Congress Of Pontifical Academy for Life Spoke Up Against Pressures in Favor of  Euthanasia

Source: FSSPX News

 

Bishop Elio Sgreccia, president of the Academy, said that the Congress meant to respond to the “strong pressures” which urge the legalization of euthanasia in the world. “Today,” he explained, “this new symposium is justified because euthanasia has entered the legislative domain. It has ben legalized in the Netherlands, in Belgium, in Oregon (United States), and there are strong pressures to carry further this legalization based on the patient’s right to self-determination.” The numerous and unexpected audience for this congress shows the importance of the topic, Bishop Sgreccia added. “We must react in the face of political and media pressures.” “We must define the legitimate and illegitimate terms of the end of life,” he concluded.

The terminally-ill patient “ not only has the right to refuse overzealous treatment; in some cases it may even be his duty to do so.

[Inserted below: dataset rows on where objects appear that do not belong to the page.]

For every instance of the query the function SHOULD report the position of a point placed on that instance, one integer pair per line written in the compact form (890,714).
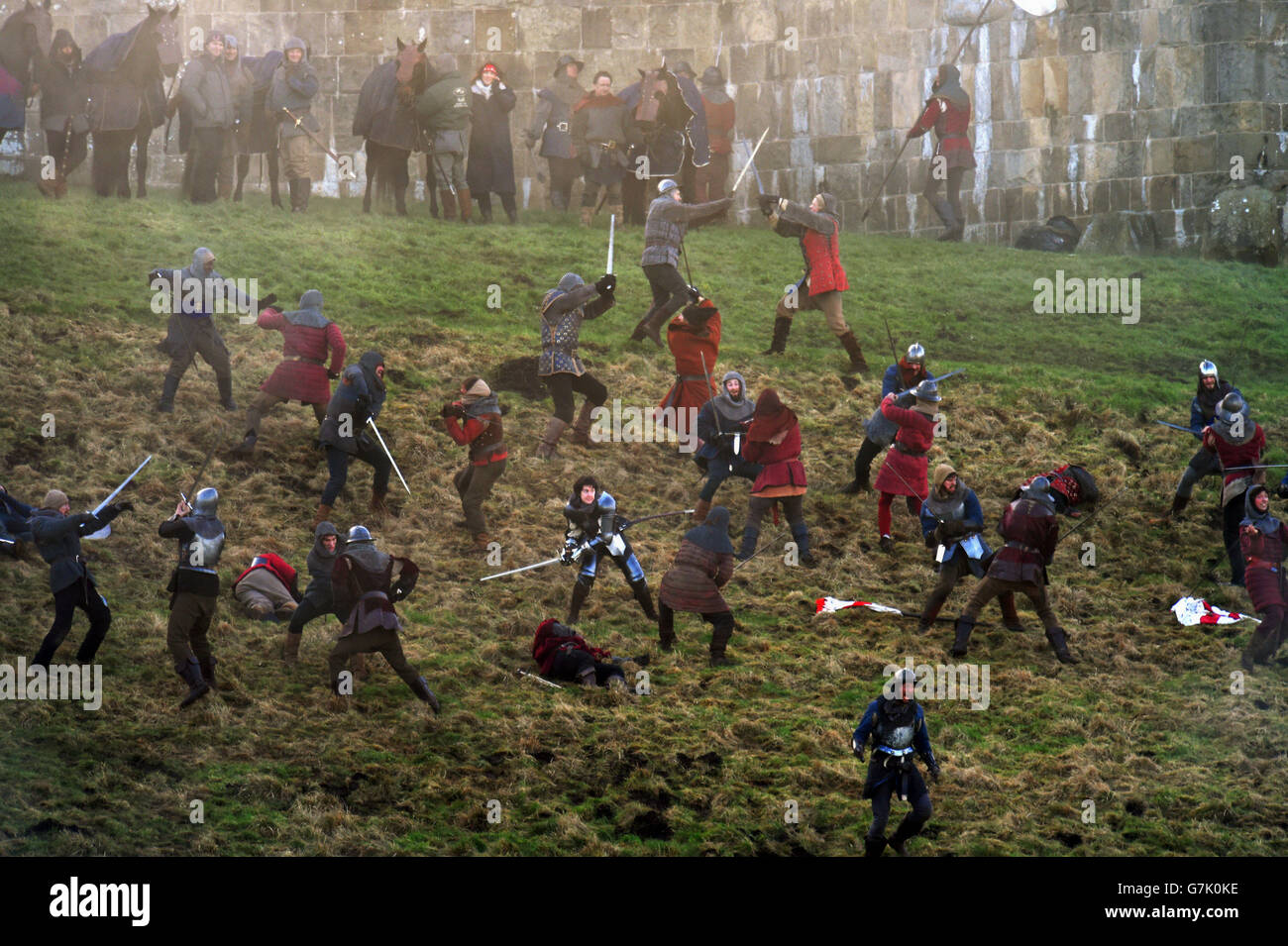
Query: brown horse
(128,97)
(386,119)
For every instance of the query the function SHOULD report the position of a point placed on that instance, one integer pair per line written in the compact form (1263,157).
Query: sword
(612,222)
(750,159)
(540,680)
(107,528)
(394,463)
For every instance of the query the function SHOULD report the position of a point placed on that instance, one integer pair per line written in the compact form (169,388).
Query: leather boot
(167,391)
(425,693)
(226,392)
(554,429)
(644,597)
(851,348)
(1060,646)
(579,597)
(581,429)
(197,684)
(962,639)
(780,344)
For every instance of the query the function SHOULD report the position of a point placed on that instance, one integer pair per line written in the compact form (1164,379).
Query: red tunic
(915,433)
(691,385)
(303,379)
(949,123)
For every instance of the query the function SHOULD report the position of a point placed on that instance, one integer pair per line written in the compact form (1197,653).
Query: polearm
(552,562)
(107,527)
(391,461)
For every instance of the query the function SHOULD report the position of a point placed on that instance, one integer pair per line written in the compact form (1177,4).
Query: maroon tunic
(915,434)
(305,378)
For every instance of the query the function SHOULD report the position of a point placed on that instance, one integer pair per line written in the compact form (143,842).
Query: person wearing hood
(563,309)
(668,222)
(601,136)
(241,81)
(366,584)
(708,181)
(318,600)
(303,374)
(552,125)
(1237,443)
(905,469)
(1209,394)
(490,164)
(948,113)
(897,726)
(1263,545)
(592,534)
(694,338)
(63,112)
(774,442)
(445,113)
(475,421)
(357,400)
(818,228)
(191,330)
(292,89)
(1030,532)
(952,523)
(702,567)
(900,378)
(722,425)
(207,95)
(56,533)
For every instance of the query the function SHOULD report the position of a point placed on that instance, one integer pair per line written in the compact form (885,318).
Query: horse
(25,40)
(128,97)
(386,119)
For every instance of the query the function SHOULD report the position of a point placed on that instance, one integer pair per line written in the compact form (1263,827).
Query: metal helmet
(206,502)
(927,390)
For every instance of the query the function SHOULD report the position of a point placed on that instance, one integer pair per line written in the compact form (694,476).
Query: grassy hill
(1145,727)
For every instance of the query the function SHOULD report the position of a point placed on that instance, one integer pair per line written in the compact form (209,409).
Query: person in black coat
(490,163)
(56,534)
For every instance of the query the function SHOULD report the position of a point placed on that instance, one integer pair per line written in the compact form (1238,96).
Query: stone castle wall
(1107,104)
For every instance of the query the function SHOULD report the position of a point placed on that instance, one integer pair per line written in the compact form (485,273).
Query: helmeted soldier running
(1236,442)
(366,584)
(56,534)
(359,398)
(1030,532)
(1207,399)
(952,523)
(563,309)
(818,228)
(194,589)
(593,532)
(900,379)
(948,113)
(1263,545)
(897,726)
(669,219)
(303,374)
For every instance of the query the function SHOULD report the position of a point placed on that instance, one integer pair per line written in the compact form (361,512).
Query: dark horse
(386,119)
(25,40)
(127,90)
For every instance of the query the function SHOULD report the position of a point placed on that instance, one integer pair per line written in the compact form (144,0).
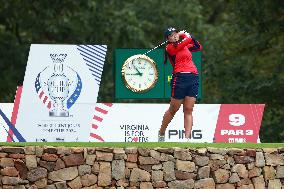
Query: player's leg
(169,114)
(188,118)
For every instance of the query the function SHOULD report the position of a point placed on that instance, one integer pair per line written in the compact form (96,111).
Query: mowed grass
(146,144)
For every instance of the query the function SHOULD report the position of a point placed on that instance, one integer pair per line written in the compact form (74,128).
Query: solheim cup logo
(58,86)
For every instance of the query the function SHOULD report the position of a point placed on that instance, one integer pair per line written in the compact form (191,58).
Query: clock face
(139,73)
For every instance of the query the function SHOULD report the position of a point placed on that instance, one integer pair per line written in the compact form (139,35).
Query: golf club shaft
(155,48)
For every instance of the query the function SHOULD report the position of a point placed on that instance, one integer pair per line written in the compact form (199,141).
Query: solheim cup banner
(60,89)
(231,123)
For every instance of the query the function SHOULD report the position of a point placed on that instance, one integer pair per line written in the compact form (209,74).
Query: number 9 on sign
(237,119)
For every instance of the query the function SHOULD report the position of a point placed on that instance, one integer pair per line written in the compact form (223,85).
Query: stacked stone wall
(35,167)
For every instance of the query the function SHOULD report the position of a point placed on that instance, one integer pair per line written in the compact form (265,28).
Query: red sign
(239,123)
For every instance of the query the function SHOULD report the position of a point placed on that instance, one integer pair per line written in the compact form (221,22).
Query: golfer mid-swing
(185,81)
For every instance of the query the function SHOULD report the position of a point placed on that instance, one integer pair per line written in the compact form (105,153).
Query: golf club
(155,47)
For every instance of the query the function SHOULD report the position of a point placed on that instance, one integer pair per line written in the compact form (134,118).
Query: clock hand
(139,73)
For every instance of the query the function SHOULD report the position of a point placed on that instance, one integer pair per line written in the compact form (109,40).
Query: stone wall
(210,168)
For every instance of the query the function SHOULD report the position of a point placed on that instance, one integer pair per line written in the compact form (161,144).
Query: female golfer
(184,83)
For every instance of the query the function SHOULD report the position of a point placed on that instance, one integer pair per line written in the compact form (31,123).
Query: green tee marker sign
(162,88)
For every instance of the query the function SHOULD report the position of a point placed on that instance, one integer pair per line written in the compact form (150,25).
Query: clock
(139,73)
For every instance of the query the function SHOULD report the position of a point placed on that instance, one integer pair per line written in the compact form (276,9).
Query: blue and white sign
(60,89)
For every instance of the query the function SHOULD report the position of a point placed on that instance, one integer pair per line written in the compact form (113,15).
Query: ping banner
(61,85)
(230,123)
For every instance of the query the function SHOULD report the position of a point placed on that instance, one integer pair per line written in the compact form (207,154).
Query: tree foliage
(242,40)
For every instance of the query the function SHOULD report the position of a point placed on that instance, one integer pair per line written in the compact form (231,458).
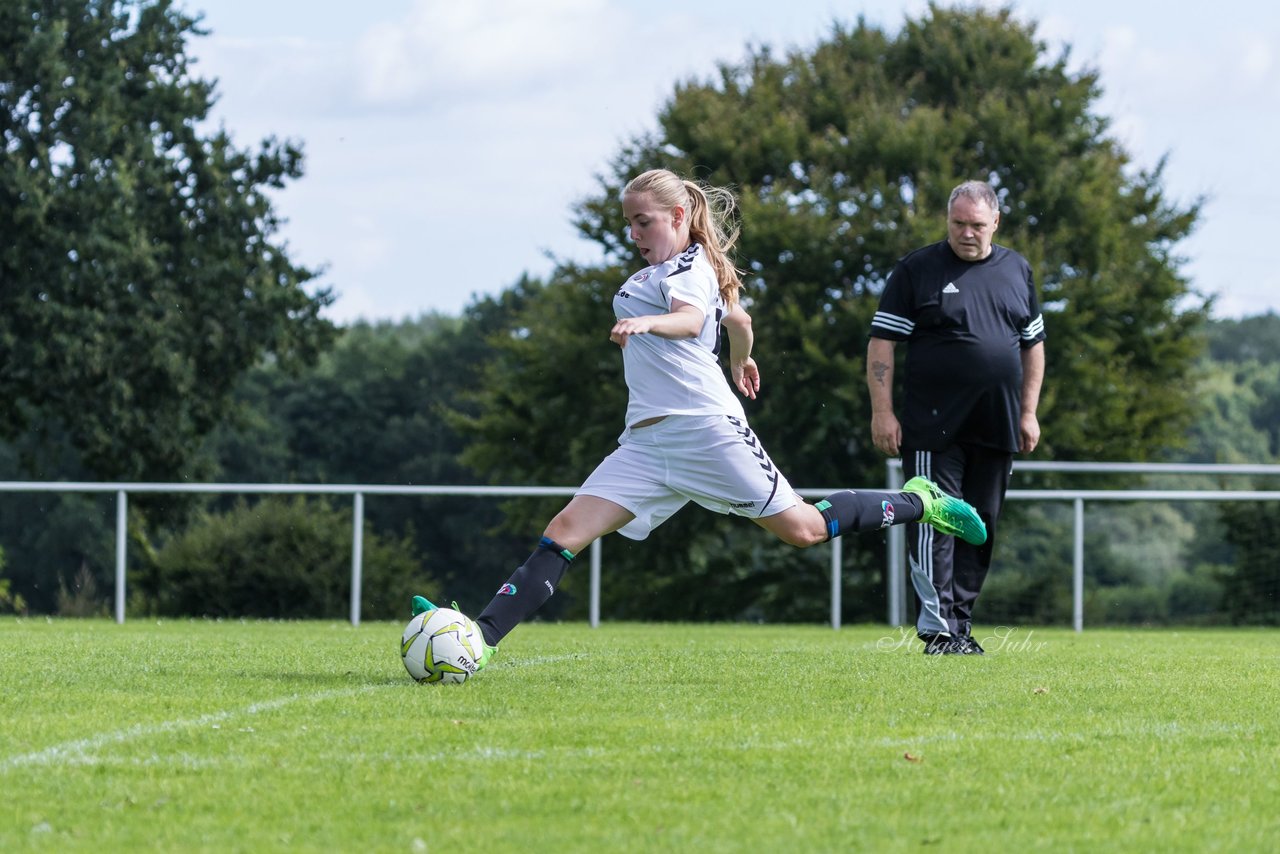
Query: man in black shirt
(974,364)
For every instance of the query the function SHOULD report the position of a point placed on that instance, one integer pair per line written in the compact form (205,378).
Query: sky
(447,142)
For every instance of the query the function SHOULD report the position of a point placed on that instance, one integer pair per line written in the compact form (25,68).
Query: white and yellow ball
(442,645)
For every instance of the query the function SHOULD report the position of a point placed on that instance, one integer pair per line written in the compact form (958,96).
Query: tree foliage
(140,275)
(279,558)
(844,156)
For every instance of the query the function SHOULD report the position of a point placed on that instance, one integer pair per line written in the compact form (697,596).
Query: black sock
(525,592)
(849,512)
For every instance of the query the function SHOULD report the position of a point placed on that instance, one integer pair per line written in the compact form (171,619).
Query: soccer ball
(442,645)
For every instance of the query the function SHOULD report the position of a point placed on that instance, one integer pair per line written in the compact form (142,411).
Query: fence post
(594,603)
(357,555)
(896,547)
(1078,569)
(122,549)
(836,553)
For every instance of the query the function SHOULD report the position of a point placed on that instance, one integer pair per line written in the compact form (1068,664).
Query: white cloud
(506,46)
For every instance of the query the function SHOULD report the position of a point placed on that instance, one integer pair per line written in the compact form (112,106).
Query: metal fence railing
(896,567)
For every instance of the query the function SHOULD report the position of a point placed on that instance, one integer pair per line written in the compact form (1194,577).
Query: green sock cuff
(552,546)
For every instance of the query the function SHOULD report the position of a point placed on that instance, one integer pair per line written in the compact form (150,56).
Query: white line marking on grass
(80,749)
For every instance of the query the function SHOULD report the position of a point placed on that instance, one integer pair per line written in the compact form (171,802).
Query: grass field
(309,736)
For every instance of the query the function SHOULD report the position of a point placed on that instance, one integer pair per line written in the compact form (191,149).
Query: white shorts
(713,460)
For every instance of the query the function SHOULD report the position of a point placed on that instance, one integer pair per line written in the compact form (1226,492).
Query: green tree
(844,156)
(279,558)
(140,274)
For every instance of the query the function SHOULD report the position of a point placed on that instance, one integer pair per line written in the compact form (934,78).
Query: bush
(280,558)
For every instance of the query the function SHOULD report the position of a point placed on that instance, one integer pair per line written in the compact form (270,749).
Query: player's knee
(803,535)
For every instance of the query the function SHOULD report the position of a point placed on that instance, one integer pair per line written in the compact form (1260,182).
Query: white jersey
(667,377)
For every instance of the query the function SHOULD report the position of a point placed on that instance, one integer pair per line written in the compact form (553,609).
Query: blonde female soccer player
(686,435)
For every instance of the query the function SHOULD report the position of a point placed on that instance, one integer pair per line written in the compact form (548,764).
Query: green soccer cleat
(947,514)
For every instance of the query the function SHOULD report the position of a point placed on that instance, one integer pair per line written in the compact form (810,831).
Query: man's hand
(886,433)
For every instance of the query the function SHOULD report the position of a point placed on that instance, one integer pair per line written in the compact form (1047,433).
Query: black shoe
(938,644)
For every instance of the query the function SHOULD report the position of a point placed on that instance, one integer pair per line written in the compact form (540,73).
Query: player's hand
(746,377)
(1029,433)
(886,433)
(629,327)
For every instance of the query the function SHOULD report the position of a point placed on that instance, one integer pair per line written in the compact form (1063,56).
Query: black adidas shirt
(967,324)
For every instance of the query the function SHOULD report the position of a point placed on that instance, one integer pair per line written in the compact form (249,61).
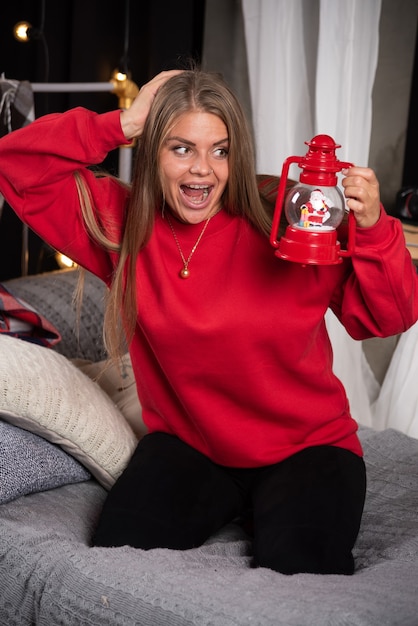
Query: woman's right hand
(133,119)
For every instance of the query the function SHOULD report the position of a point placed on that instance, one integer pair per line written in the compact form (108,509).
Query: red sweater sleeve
(37,165)
(380,296)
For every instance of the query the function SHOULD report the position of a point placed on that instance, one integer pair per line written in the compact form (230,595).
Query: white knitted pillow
(43,392)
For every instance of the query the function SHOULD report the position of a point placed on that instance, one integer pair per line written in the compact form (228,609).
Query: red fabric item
(235,360)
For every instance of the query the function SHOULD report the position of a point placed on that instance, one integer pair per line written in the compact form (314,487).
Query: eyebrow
(191,143)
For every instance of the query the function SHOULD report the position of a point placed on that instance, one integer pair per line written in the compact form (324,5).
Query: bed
(51,575)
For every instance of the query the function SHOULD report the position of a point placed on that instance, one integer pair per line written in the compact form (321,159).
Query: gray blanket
(49,575)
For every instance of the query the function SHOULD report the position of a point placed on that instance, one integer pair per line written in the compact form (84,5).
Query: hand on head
(133,119)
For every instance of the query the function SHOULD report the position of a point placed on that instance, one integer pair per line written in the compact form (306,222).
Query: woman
(228,343)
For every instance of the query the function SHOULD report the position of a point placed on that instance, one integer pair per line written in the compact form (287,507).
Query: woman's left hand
(361,189)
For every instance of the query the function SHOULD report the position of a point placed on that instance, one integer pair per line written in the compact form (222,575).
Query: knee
(299,550)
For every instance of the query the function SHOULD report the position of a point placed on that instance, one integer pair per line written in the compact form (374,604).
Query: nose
(201,167)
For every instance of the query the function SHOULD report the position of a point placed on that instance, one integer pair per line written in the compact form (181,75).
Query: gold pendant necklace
(185,272)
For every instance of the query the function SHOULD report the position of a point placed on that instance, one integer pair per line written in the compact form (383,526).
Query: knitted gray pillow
(29,463)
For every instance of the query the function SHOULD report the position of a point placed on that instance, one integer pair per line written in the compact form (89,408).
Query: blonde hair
(188,91)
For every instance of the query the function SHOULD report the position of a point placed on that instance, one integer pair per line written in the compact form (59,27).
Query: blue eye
(221,153)
(181,149)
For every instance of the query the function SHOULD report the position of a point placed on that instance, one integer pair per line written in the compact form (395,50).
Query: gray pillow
(29,463)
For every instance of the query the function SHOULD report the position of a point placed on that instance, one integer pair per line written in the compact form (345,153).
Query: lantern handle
(279,199)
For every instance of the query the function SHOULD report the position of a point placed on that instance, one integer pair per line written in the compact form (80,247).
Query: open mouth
(196,193)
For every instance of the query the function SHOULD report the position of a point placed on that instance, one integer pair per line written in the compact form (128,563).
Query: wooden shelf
(411,237)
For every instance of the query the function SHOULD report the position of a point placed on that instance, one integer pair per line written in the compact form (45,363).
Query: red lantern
(314,208)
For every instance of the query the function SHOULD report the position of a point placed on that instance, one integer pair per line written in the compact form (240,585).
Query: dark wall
(85,42)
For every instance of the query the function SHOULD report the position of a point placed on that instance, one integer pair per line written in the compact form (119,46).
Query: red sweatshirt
(235,360)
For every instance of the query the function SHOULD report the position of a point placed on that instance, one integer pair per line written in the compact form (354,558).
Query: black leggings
(305,511)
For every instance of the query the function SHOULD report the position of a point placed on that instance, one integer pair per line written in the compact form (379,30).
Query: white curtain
(311,69)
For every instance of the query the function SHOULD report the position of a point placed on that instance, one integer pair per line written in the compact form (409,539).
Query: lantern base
(309,247)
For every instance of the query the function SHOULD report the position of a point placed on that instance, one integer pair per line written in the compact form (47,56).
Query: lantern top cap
(323,141)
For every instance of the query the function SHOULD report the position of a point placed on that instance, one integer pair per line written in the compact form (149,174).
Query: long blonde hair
(190,90)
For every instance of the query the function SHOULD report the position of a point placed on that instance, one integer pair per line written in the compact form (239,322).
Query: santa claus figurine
(315,212)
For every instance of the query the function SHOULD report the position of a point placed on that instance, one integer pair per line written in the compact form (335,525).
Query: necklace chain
(185,272)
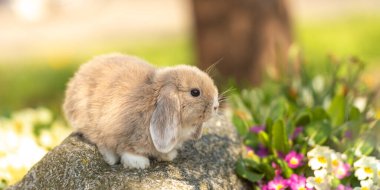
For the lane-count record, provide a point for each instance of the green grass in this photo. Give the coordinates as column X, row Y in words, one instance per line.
column 356, row 35
column 40, row 81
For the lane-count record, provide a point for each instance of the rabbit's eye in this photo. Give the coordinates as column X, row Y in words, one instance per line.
column 195, row 92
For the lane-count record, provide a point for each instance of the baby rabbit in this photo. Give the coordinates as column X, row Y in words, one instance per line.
column 132, row 110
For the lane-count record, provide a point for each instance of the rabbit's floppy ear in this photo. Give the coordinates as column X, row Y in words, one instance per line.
column 165, row 120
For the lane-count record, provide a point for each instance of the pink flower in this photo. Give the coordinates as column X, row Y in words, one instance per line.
column 257, row 129
column 262, row 151
column 297, row 182
column 278, row 183
column 342, row 187
column 277, row 169
column 293, row 159
column 296, row 132
column 342, row 170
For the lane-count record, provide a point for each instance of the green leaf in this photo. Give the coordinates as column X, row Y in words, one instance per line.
column 279, row 137
column 337, row 110
column 354, row 114
column 277, row 109
column 319, row 114
column 264, row 138
column 240, row 125
column 318, row 132
column 302, row 119
column 243, row 172
column 287, row 172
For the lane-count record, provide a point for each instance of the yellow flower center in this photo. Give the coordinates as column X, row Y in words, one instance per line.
column 250, row 154
column 335, row 163
column 319, row 180
column 340, row 171
column 294, row 161
column 322, row 160
column 368, row 170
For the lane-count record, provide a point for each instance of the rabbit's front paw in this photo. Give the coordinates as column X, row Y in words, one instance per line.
column 130, row 160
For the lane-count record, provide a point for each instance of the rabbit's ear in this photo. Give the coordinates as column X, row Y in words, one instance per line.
column 165, row 121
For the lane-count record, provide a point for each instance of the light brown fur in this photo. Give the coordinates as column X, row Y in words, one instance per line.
column 118, row 102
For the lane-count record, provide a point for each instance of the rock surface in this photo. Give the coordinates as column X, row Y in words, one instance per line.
column 205, row 164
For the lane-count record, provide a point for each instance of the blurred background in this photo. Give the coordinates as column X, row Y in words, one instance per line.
column 42, row 43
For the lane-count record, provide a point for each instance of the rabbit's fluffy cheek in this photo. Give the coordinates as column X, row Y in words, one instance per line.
column 187, row 133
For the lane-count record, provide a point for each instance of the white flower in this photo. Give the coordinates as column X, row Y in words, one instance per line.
column 367, row 185
column 318, row 83
column 319, row 157
column 360, row 103
column 320, row 181
column 366, row 168
column 307, row 97
column 43, row 116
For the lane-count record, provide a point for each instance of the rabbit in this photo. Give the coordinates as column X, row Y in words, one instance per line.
column 132, row 110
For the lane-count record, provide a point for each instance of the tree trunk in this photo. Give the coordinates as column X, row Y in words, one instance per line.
column 249, row 37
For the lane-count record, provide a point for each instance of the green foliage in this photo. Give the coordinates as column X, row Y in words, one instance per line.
column 300, row 111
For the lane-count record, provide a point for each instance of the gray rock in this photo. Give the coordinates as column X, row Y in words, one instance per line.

In any case, to renounce overzealous treatments is not in itself a form of euthanasia,”  also explained Bishop Maurizio Calipari, a moral theologian of the Pontifical Academy for life and a professor of Bioethics at the John Paul II Institute for the Pontifical University of the Lateran’s research on marriage and the family. Indeed, in order to practice euthanasia, “there must be the intention to use adequate means to cause an early death. Euthanasia must not be confused with the indirect and non intentional result which may come from overzealous therapies.”

The Holy Father received the participants in the Congress on February 25. From the start, he recalled that “the earthly experience concludes with death, but through death full and definitive life beyond time unfolds for each one of us. (…) For the community of believers, this encounter of the dying person with the Source of Life and Love is a gift that has value for all, that enriches the communion of all the faithful.” For this reason, “no believer should die in loneliness and neglect.” Just as at the moment of birth specific rights are recognized to the parents, the Holy Father added, “similar rights at the moment of the terminal illness of one of their family members” should be recognized. “Greater respect for individual human life passes inevitably through the concrete solidarity of each and every one, constituting one of the most urgent challenges of our time.”

Benedict XVI then observed that “more and more lonely elderly people exist in big cities, even in situations of serious illness and close to death. In such situations, the pressure of euthanasia is felt, especially when a utilitarian vision of the person creeps in. In this regard, I take this opportunity to reaffirm once again the firm and constant ethical condemnation of every form of direct euthanasia, in accordance with the Church’s centuries-old teaching.”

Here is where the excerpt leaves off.